ROM depending on the number of transfers (the number of times) by CLK
One of 8 bits of the output of 8 (refer to the output of ROM 8 in FIG. 4) is selected, input to the gate 5, and the output is input to the shift register 12 (2048 bits). The n-th transfer data is latched in the head by the LOAD (latch) signal after the transfer is completed, and is transferred to the next LOAD.
Record the signal until it is input. When the 8th latch is completed, RE is returned when the time for one transfer elapses.
Latch data is reset by the SET signal, and recording of one line is completed.

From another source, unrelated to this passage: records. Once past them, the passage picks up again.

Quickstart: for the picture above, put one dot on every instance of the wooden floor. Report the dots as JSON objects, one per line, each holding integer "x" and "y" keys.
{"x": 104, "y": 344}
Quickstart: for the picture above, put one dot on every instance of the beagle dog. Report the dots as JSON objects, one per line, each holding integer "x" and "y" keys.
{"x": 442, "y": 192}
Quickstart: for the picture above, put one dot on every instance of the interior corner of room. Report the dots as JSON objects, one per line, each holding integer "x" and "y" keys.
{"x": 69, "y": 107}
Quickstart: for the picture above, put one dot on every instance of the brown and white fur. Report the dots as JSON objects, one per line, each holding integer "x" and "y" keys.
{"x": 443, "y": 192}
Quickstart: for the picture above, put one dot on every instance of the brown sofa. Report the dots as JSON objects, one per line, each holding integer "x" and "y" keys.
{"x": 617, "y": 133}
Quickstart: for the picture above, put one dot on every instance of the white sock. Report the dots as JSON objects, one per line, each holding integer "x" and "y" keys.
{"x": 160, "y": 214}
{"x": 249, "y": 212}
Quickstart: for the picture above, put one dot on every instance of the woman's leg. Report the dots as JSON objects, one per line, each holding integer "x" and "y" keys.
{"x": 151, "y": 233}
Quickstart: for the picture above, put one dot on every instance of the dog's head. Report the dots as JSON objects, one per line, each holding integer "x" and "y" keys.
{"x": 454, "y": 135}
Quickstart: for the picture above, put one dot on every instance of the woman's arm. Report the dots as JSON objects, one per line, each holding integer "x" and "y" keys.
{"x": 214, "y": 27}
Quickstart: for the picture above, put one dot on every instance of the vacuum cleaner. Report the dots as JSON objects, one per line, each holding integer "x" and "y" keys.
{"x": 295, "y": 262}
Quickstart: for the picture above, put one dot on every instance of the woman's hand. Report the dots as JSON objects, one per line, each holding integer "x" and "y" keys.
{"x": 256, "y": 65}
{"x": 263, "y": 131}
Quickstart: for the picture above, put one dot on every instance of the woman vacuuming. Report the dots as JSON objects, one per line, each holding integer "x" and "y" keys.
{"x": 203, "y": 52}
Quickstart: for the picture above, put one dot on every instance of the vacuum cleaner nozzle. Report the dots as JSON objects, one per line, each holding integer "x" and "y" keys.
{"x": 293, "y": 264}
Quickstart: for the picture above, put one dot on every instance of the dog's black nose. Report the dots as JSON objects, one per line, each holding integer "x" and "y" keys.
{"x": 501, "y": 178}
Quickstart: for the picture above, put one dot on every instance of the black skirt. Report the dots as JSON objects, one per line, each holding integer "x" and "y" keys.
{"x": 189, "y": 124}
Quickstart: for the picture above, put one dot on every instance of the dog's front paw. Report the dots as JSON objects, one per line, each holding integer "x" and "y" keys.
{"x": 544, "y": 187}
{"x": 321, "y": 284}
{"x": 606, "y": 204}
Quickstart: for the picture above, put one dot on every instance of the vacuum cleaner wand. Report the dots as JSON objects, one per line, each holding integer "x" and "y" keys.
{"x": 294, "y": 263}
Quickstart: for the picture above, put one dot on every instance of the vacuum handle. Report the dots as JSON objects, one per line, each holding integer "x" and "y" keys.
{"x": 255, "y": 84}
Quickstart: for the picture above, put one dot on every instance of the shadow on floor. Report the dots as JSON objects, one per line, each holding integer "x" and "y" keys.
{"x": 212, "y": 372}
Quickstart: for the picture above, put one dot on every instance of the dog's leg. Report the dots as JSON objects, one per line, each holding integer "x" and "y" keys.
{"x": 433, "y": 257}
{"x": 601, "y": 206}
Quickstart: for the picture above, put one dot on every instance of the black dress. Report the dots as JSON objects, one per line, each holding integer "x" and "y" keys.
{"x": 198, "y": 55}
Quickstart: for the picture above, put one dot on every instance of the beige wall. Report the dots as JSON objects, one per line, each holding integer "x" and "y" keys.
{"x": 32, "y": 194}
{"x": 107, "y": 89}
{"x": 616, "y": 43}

If the data transfer rate does not follow due to the limitation of the element or the like, it is possible to follow the rate by inputting data in parallel and performing the same control in each data line.

Effect As described above, according to the present invention, in driving a thermal recording head that collectively drives recording elements for one line,
The in-line image information is transferred n times (8 times in the illustrated embodiment), the transfer period is τ, and data “T” is set for each bit.
When the number of “rue” is m, the driving energy is m × τ. Therefore, there is no means for controlling the applied energy in each bit unit inside the thermal head. It is possible to perform energy control on a bit-by-bit basis (for each heat generating element) for a heat generating element of several thousand bits without increasing the number of bits.
It is also possible to control the printing energy for each recording element by applying it to a general low-speed recording head that does not have a special signal line for controlling the pulse width.

[Brief description of drawings]

FIG. 1 is a diagram showing a conventional recording head driving method, FIG. 2 is a circuit configuration diagram showing an embodiment of a thermal recording apparatus to which the present invention is applied, and FIGS. 3 and 4 show the present invention. 3 is a time chart for explaining the operation of FIG. 1, 2 ... RAM, 3 ... toggle buffer control, 4 ... shift register, 5 ... gate, 6 ... RA
M, 7 ... Counter, 8 ... RAM, 9 ... Multiplexer, 10, 11 ... Gate, 12 ... Shift register, 13 ... Latch circuit.

Claims (1)

[Claims] 1. A thermosensitive device comprising a plurality of recording elements, wherein image information for one line is repeatedly transmitted a plurality of times to a shift register for latching, and the image information latched in the shift register is collectively recorded for each transfer. In the method of driving the recording head,
When transferring image information to the shift register,
Printing or non-printing is determined for each recording element for each transfer, and when it is determined that printing is to be performed, the image information to be transferred is transferred to the shift register as it is.
A method for driving a thermal recording head, characterized in that, when non-printing is determined, image information to be transferred is invalidated and transferred to the shift register, and printing energy is controlled for each recording element.